Using an innovative method of casting concrete in lightweight fabric moulds, Orkidstudio and innovative engineers, StructureMode, have teamed up with a team of Khmer women in Sihanoukville, Cambodia, to rebuild a community centre in the city’s urban heart.
The coastal port city of Sihanoukville, Cambodia, is a well-known tourist spot, with long-stretching golden beaches and a busy central strip. Behind the paradise of sun, sea and foreign tourism lies a chaotic, throbbing downtown area eventually petering out along a line of Buddhist-pagoda-topped hills. It is in these urban midlands, nestled behind a busy market street, where the reconstructed Bomnong L’or (Goodwill) Centre sits.
The Centre has been running for over ten years and provides much needed supplementary education to local children and adults. Now a cornerstone of the community the centre is used on a daily basis, as a place to meet, play, learn or work. Built on a cramped site accessed by a small dirt track, the original single storey structure sat awkward and uninviting; its central position reducing play space and offering only poorly ventilated and dimly lit rooms throughout. With so many daily users, the Centre struggled to function effectively and required a re-think in design and layout.

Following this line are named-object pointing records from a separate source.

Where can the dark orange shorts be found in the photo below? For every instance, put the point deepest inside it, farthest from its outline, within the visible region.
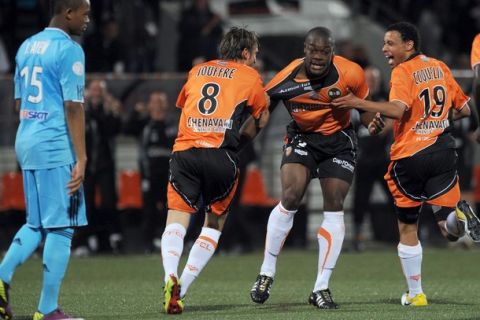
(430, 178)
(205, 178)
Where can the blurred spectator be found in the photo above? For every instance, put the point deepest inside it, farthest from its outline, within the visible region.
(139, 28)
(102, 124)
(200, 30)
(104, 51)
(355, 52)
(156, 136)
(372, 161)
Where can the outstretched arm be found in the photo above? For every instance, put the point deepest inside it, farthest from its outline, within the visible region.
(392, 110)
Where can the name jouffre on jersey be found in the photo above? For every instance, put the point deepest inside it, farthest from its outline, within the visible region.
(209, 125)
(211, 71)
(428, 74)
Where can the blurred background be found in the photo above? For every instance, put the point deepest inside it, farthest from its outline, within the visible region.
(137, 55)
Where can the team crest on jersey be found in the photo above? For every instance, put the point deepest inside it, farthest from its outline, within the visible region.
(334, 93)
(78, 68)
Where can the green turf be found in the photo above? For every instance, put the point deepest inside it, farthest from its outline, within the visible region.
(367, 286)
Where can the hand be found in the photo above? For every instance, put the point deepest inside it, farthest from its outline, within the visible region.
(348, 101)
(376, 125)
(78, 175)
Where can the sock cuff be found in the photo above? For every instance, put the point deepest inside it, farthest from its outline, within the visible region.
(214, 234)
(175, 227)
(405, 251)
(282, 208)
(333, 216)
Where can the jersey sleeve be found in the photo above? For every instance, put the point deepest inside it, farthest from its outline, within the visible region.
(475, 54)
(400, 87)
(356, 81)
(458, 97)
(257, 100)
(72, 73)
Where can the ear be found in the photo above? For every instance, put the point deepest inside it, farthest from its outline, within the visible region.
(68, 14)
(245, 54)
(410, 45)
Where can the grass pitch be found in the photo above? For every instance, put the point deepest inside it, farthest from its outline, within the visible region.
(367, 286)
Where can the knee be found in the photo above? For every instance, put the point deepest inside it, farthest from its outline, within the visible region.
(291, 199)
(333, 203)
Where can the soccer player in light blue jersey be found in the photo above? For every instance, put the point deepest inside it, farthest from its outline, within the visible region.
(50, 147)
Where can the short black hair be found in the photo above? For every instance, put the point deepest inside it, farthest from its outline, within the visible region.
(408, 32)
(235, 41)
(58, 6)
(321, 32)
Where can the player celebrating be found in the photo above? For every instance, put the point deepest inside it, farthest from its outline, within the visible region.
(320, 143)
(423, 159)
(203, 166)
(50, 147)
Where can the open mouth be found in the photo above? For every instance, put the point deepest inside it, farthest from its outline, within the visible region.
(390, 60)
(317, 66)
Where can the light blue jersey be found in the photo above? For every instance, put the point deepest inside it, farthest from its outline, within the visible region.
(49, 70)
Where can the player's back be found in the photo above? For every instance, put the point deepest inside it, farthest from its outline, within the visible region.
(427, 87)
(213, 102)
(42, 84)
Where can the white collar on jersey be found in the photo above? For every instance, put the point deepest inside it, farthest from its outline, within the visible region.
(58, 29)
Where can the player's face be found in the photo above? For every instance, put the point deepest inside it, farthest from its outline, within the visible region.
(395, 49)
(318, 55)
(79, 19)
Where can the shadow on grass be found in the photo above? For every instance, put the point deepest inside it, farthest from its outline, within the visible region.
(430, 302)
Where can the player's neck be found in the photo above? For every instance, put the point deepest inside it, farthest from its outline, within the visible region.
(57, 23)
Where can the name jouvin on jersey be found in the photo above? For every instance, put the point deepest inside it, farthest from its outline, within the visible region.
(217, 72)
(428, 74)
(209, 125)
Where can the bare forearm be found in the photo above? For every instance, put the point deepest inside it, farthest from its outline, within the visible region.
(388, 109)
(76, 126)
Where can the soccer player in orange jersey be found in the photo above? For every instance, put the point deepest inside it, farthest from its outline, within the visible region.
(320, 143)
(204, 165)
(423, 167)
(475, 62)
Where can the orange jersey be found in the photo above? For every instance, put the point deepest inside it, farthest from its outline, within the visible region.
(213, 102)
(308, 101)
(475, 55)
(426, 86)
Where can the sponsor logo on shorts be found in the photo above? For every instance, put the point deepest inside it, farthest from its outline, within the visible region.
(301, 152)
(334, 93)
(288, 151)
(343, 163)
(33, 115)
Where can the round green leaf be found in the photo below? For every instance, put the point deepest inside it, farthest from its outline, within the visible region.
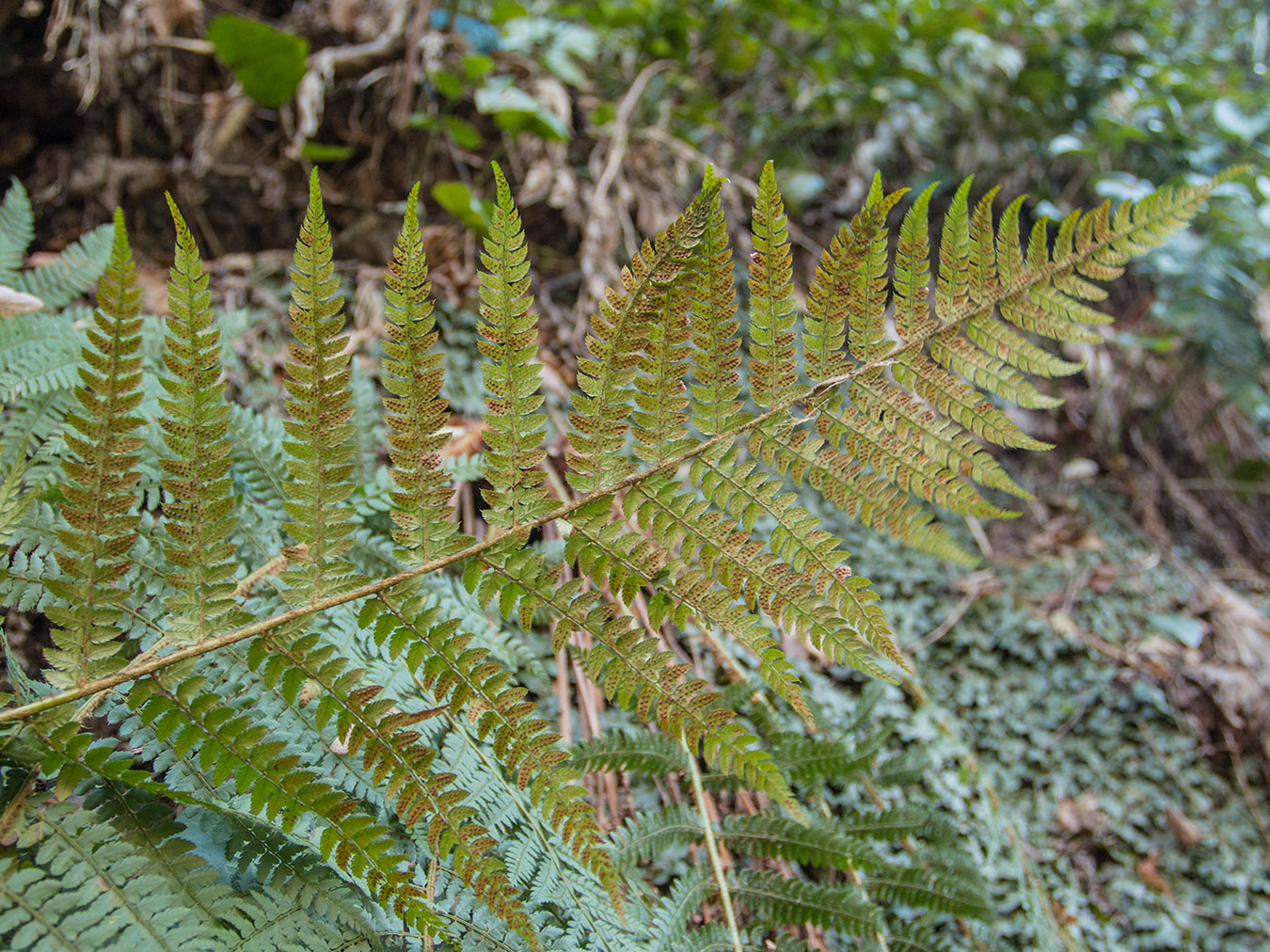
(268, 62)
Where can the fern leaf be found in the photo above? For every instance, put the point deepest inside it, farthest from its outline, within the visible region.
(859, 494)
(849, 291)
(198, 507)
(416, 410)
(319, 447)
(634, 672)
(899, 462)
(772, 359)
(715, 329)
(70, 275)
(101, 483)
(779, 901)
(511, 333)
(620, 330)
(806, 553)
(820, 844)
(84, 887)
(648, 835)
(463, 676)
(235, 745)
(628, 563)
(40, 355)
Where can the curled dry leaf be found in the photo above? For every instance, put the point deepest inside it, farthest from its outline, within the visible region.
(14, 302)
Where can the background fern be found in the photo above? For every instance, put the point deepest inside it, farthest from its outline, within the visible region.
(304, 678)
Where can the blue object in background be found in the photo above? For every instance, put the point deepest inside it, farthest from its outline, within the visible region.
(479, 35)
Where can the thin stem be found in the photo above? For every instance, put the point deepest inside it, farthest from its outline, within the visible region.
(711, 847)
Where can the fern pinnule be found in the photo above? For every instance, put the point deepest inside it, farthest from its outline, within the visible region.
(319, 435)
(654, 754)
(779, 900)
(632, 669)
(957, 893)
(101, 483)
(399, 762)
(510, 330)
(628, 563)
(849, 290)
(715, 327)
(414, 409)
(911, 276)
(619, 333)
(232, 744)
(953, 282)
(660, 415)
(866, 288)
(198, 508)
(467, 678)
(772, 358)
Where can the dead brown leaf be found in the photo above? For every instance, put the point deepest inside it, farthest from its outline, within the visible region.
(1183, 828)
(1081, 814)
(1150, 875)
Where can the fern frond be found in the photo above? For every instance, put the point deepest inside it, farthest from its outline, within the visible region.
(898, 462)
(399, 762)
(866, 288)
(619, 333)
(776, 900)
(628, 563)
(416, 410)
(715, 329)
(319, 447)
(464, 676)
(772, 357)
(806, 552)
(101, 483)
(631, 669)
(653, 754)
(58, 282)
(197, 507)
(511, 335)
(740, 565)
(860, 494)
(943, 440)
(234, 745)
(86, 887)
(72, 272)
(40, 355)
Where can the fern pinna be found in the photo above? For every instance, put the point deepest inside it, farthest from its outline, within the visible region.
(359, 755)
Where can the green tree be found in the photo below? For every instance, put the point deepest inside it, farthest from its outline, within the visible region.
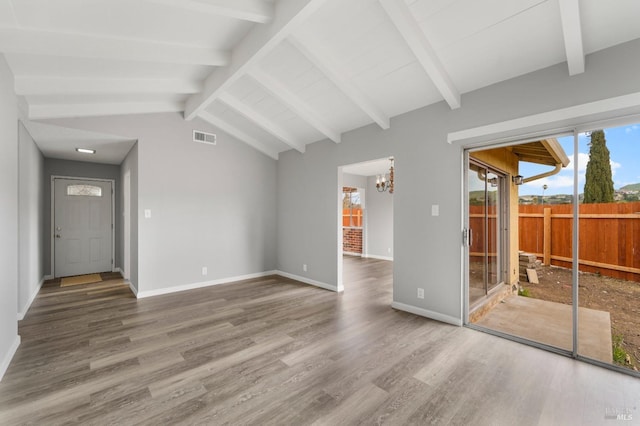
(598, 187)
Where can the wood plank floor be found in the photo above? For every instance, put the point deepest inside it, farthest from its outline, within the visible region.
(274, 351)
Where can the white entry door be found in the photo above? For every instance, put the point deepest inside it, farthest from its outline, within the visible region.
(82, 230)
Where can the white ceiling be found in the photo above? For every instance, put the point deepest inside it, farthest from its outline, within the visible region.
(369, 168)
(281, 74)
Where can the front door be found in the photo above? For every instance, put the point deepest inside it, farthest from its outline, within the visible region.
(486, 221)
(83, 226)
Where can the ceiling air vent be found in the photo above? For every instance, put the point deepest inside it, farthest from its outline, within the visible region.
(203, 137)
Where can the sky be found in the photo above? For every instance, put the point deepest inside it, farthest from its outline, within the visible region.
(624, 149)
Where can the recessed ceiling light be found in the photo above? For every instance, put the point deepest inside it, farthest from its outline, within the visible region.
(86, 151)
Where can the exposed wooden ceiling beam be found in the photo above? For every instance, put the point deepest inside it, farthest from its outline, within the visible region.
(415, 38)
(246, 10)
(49, 43)
(322, 58)
(29, 86)
(8, 13)
(260, 120)
(238, 134)
(45, 111)
(572, 32)
(295, 104)
(253, 48)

The new building lifts all learning and teaching spaces immediately up to first floor level, clearing the full site area which is then articulated by a twisting and turning landscape, creating a range of spaces for different ages to interact and play. This raised typology mimics the traditional Khmer stilt house, typically constructed from timber, but in this case from fabric-cast concrete. Cut and stitched from a durable geo-textile, this innovative method combined local gender-assigned trades in tailoring (female) and concrete (male).
Casting reinforced concrete in fabric formwork was researched and tested by StructureMode; modelling the fabric to predict how it would stretch when concrete was poured inside and producing patterns for the tailors to follow.
In recent decades, driven by civil war, Cambodia has seen a rapid and shocking decline in rainforest cover and its forestry industry remains largely uncontrolled even today. The use of fabric-cast concrete enabled a significant reduction in timber use on site, with only a lightweight sub-frame required to hold the fabric in position.
The new Centre provides four large teaching spaces, a computer room, administrative and service spaces, and a colourful soap-production room built within the shell of an existing building on the site. In order to encourage local families to send their children to the Centre rather than forcing them to work from a young age, this soap-production facility offers poor women a chance to learn a new skill and generate an income.
Oriented on the site to harness the seasonal winds that rush inland off the Gulf of Thailand, the Centre’s split, offset roof draws air through the teaching spaces below whilst boasting large eaves designed to prevent any sunlight reaching the walls. At the gable ends, where space is limited by the site boundary, narrow, highly ventilated store rooms are used as a buffer from solar gains. By adopting an entirely passive climatic strategy, the building aims to stand as an example of good and affordable design, combining both traditional and modern techniques and seeking to establish a new Cambodian building typology.